What is it about lefties that makes them so determined to  cling to the evils - real or imagined - of the past (as long as they’re not the evils of Communism, of course)? Here, there’s Tony Benn and his bloody Tolpuddle Martyrs, and endless programmes featuring the Jarrow Marchers (which all forget to tell us that the 1930s were a period of economic success for Britain) and banging on about the racism faced by the first wave of black immigrants in 1950s, and from the way she’s treated you’d think Margaret Thatcher had personally nailed every member of the NUM to a cross in the early ‘80s. In the United States, from the obsession with  slavery and the early 1960s Civil Rights Protest Movement, the evils of Nixon, and from the plethora of films and documentaries and books about the House Un-American Activities Committee, you’d think the USA had been responsible for the slaughter of millions of cuddly liberals (those that hadn’t already been driven to suicide, of course).

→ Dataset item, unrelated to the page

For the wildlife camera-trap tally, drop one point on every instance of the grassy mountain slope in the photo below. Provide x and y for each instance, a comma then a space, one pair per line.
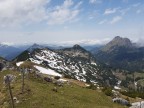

Maybe next time I should read one of Ezra Pound’s less acceptable Cantos  – perhaps “With Usura”, which is a blistering attack on money-lending, and therefore, a thinly-veiled blast against Jews in general. Unlike Hughes’s poem, it’s technically accomplished, full of arresting images, lots of thinking (albeit wrong) - and there isn’t an exclamation mark in sight! Perhaps if I were to tell the group that Pound was an American who hated his own country,  opposed its participation in WWII, and was a keen supporter of an almost inconceivably brutal form of totalitarianism, which, like Communism, eschewed the rule of law and believed in the imprisonment or excution of all opponents, I’d end up being carried by a cheering mob shoulder-high around our local Oxfam bookshop.

They’re a funny lot, the liberal left.